Dr. Carolyn Alexander of the Southern California Reproductive Center told the Huffington Post that when we’re dreaming of bringing a child into the world, we have to pay greater attention to the small things, no matter how unimportant they may seem at first. Things like how much sleep we receive, where our food comes from, and how much stress we’re under may all have an impact on our ability to get pregnant over the course of our fertility journey.
Are irregular menstrual cycles indicative of more serious infertility problems?
Although you should not rush to this conclusion right away, it is worth discussing with a medical expert if you are having difficulty becoming pregnant and your periods are irregular.
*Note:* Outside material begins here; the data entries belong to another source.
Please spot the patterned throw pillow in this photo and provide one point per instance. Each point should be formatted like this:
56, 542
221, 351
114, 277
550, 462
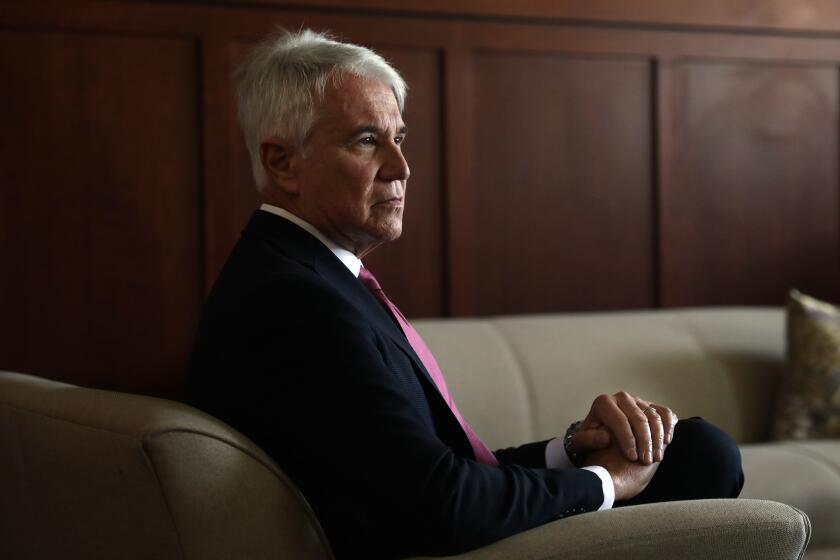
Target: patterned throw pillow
809, 399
One in every ten women suffers with PCOS (Polycystic Ovarian Syndrome), a hormonal disease that causes the ovaries to expand and develop cysts, which interferes with the menstrual cycle by producing irregular bleeding and ovulating and creating irregular periods. As would be expected, this condition can make it more difficult to conceive, but it does not always make it impossible.
It is also possible that the condition endometriosis is a contributing factor to the development of these symptoms. It is possible that the tissue that usually develops within the uterus may begin to grow on the outside, resulting in severe pelvic discomfort during periods and the inability to reproduce. A low-dose birth control pill may assist with endometriosis, and Dr. Alexander advises that women get on a regular menstrual cycle in order to prevent it from becoming worse. It goes without saying that this will not assist you when it comes to becoming pregnant, since you and your doctor will have to devise an appropriate treatment plan for your situation.
5. Is There a Treatment for Irregular Menstrual Cycles?
There are natural treatments that may be used to manage irregular menstrual cycles. As an alternative to the fundamentals of healthy living (no smoking, a nutritious diet, and moderate activity), some physicians may prescribe plant proteins for regulating periods. Hummus, dark chocolate (no complaints there), and hard-boiled eggs are some of the options. When practiced on a regular basis, acupuncture and meditation may also assist the body in relaxing and preparing for menstruation and ovulation.
Of course, the pill may be used to control your cycle in the short term, but it is ineffective while you are attempting to conceive. Unfortunately, if the above-mentioned techniques fail to produce results, there are a variety of fertility medications available to help women conceive. A few of the more common ones are Clomid and Serophene, which both operate by stimulating ovulation, resulting in multiple pregnancy in 10% of women (twins or more). However, you should always be cautious about the kind of therapy you choose; conduct your research and consult with a number of physicians to determine which is the most appropriate for your body.